Cleaning up the history might seem tedious at first for marginal cosmetic benefits, but it gets much easier and faster with practice. Here I am collecting some tips for cleaning up a git commit history before publishing it to others, for example in the form of a pull request.Another good time to clean up the history is before merging, if we have added additional commits to address review comments. Don’t merge commits that just exist to address comments, fix the original bad commits.

What Makes A Good Commit?

A clean commit history is one that is comprised only of good commits. But what makes a commit good? There are two parts to this, the content of the commit, and the commit description.

There are many standards for commit messages, but I personally use the OTP commit guidelines as the base. I then try to include any important technical and product consideration in the message, such as the motivation for the change, and maybe technical nuances such as alternative implementations considered and tradeoffs. See Dan Carley’s amazing example.

The content of the commit is a bit more fuzzy, but here is what I am looking for:

Every commit should make sense by itself. There is a just right size for commits, where there is nothing to add and nothing to remove. We want to add/remove/change exactly one thing in each commit. If we are struggling to come up with a good commit summary, that is a hint that our commit is not well scoped. Ideally this means a reviewer can review our changes commit-by-commit. We try to tell a story in commits.

Every commit should be runnable, that is we should be able to git checkout any commit and get a functional code base. This means no “WIP” commits or commit chains that only restore functionality at the end. This is important so that we can revert or rollback to any commit if things go sideways.

Techniques

Git is very flexible, and for many of the techniques described here there are faster ways of performing the same actions. I am describing multi-step methods which preserve several individual commits for longer, as it is much easier to combine two commits than to split a single commit.Specifically I tinker a lot with the history, combining several of these techniques here, before I do the final interactive rebase to resolve all changes. This way I can change my mind halfway through without any trouble undoing anything.
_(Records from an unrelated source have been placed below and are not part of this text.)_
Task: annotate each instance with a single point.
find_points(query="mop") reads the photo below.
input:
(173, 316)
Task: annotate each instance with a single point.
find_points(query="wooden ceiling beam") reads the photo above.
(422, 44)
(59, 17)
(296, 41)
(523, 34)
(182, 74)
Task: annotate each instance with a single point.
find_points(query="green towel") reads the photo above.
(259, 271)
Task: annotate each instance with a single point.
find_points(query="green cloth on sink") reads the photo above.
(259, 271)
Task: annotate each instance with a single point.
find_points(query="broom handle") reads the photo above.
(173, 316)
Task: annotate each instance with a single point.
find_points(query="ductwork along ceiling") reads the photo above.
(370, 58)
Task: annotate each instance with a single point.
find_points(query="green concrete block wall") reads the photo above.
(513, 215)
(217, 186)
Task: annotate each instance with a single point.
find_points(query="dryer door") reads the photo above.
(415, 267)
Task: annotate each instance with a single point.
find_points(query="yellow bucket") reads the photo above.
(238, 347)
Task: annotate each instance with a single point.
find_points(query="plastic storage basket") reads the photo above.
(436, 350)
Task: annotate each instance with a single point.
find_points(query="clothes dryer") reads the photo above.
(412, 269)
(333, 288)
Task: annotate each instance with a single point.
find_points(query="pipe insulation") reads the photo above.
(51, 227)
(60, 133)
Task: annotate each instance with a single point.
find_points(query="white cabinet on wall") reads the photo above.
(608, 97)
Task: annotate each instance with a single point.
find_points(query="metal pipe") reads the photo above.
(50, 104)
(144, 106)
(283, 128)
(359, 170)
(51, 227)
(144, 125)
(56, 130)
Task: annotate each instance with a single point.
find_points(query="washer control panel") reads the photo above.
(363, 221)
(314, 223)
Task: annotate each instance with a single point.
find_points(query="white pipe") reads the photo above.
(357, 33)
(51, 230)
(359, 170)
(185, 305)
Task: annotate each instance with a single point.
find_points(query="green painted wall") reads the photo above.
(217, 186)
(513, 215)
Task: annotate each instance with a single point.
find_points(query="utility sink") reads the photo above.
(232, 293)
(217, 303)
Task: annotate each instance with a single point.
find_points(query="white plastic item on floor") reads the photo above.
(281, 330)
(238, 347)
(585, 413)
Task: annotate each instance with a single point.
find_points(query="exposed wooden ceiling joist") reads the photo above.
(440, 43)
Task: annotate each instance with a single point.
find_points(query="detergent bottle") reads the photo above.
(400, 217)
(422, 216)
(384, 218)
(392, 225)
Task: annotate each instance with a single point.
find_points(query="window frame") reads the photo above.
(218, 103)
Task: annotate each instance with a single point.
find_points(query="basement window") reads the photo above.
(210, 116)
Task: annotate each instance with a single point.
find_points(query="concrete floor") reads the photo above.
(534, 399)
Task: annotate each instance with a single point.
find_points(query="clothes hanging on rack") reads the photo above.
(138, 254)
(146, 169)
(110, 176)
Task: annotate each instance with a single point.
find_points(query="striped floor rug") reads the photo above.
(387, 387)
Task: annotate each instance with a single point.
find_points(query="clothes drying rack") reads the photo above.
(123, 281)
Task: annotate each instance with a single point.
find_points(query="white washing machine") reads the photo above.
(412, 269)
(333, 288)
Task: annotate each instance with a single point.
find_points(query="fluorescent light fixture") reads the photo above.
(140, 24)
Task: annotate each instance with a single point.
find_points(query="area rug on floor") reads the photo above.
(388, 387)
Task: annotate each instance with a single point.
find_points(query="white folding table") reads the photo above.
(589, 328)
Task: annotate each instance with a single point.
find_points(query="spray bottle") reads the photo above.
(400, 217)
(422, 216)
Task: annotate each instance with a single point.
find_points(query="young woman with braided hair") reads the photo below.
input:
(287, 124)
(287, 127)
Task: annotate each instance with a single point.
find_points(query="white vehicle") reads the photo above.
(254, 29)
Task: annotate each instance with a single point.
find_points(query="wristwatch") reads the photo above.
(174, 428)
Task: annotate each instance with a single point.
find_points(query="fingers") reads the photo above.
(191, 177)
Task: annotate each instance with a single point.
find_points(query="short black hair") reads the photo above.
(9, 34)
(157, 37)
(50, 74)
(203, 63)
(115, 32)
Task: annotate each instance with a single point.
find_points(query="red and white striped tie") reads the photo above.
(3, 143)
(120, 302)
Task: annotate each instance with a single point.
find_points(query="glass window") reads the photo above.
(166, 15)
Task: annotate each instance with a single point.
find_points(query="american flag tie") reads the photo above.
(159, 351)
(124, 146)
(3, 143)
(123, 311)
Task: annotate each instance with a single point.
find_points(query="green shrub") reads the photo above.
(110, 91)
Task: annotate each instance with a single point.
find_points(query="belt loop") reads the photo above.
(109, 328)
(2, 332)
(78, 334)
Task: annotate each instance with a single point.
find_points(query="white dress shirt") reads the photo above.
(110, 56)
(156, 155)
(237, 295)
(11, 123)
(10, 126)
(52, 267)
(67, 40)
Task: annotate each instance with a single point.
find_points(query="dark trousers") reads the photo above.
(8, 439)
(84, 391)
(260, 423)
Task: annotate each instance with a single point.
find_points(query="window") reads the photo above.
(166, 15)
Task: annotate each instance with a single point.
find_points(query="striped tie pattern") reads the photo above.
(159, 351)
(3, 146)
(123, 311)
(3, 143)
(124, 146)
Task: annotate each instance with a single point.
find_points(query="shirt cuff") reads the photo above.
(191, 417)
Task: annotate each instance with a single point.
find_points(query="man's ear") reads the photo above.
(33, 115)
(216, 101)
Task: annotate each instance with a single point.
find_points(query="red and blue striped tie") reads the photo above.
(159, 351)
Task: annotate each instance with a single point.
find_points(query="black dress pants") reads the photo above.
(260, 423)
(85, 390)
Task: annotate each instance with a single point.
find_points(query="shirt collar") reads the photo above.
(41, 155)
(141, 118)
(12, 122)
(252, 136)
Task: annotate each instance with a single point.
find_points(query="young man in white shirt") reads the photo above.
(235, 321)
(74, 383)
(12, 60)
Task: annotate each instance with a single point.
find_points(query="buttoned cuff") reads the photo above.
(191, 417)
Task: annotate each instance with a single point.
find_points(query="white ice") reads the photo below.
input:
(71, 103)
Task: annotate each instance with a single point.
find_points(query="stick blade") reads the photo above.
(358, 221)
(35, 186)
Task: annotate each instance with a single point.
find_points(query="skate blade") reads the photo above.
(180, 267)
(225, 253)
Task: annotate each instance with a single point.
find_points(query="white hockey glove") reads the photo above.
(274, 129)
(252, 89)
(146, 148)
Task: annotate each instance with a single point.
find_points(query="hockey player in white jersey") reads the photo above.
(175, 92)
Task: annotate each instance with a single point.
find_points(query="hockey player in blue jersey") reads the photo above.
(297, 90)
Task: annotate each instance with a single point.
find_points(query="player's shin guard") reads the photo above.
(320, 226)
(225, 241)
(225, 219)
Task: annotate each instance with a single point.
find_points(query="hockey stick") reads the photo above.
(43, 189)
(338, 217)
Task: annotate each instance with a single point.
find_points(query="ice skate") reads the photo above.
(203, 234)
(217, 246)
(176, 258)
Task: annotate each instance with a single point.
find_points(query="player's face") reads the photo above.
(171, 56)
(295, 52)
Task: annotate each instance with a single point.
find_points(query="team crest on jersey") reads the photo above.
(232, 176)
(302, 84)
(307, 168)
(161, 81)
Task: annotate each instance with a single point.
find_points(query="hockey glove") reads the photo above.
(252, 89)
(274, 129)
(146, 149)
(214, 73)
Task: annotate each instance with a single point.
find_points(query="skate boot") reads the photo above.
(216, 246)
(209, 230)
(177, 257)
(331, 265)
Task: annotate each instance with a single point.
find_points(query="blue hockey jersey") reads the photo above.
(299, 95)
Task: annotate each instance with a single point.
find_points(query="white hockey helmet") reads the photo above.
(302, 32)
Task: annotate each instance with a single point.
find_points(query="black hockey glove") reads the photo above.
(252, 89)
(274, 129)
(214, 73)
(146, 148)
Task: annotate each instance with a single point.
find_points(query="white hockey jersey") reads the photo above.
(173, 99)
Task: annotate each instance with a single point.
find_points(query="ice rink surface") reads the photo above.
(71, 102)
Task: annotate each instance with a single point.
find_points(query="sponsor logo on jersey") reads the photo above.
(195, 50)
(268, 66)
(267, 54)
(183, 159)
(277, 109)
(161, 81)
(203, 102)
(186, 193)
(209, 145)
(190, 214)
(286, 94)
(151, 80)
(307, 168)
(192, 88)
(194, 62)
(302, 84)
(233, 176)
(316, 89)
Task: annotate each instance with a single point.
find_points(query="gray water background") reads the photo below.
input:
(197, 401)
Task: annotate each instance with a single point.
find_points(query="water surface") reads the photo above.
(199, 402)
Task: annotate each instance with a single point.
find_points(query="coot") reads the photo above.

We are also using the long version of all flags for educational purposes. Refer to the man pages for the short versions.

We will be making heavy use of interactive rebasing, which can be triggered with

git rebase --interactive <ref>

Interactive rebase is incredibly powerful and can be used to perform many different operations. We can use it to avoid having to memorise many other commands that are specifically tailored to doing just one thing.

It is also usually used differently from regular rebasing, where we move one or several commits onto a different base (hence rebasing). When rebasing interactively we usually want to edit all commits between HEAD and <ref> instead. Thus we need to chose <ref> as the other end of the range we want to edit.

When you start an interactive rebase, a special file will be opened in $EDITOR with all commits in the rebase range and actions for them. Git will insert a guide below the list describing the available actions. Once we are happy with the actions, we confirm the plan and the actions resolve.Think board games or card games.

Rewriting Commit Messages

While I encourage the writing of the full commit message directly at commit time, sometimes we can think of additions or changes to earlier commit messages. To change just the commit message of an existing commit, we can use:

git commit --fixup:reword=<ref>

These commands create additional “fixup commits” which are appended to the end of our history. Each of them is linked to another commit via its title. To actually combine the two (or more), we use:

git rebase --interactive --autosquash <ref>

This should setup the interactive rebase to do the right thing, so we just confirm the actions proposed by saving and closing the file.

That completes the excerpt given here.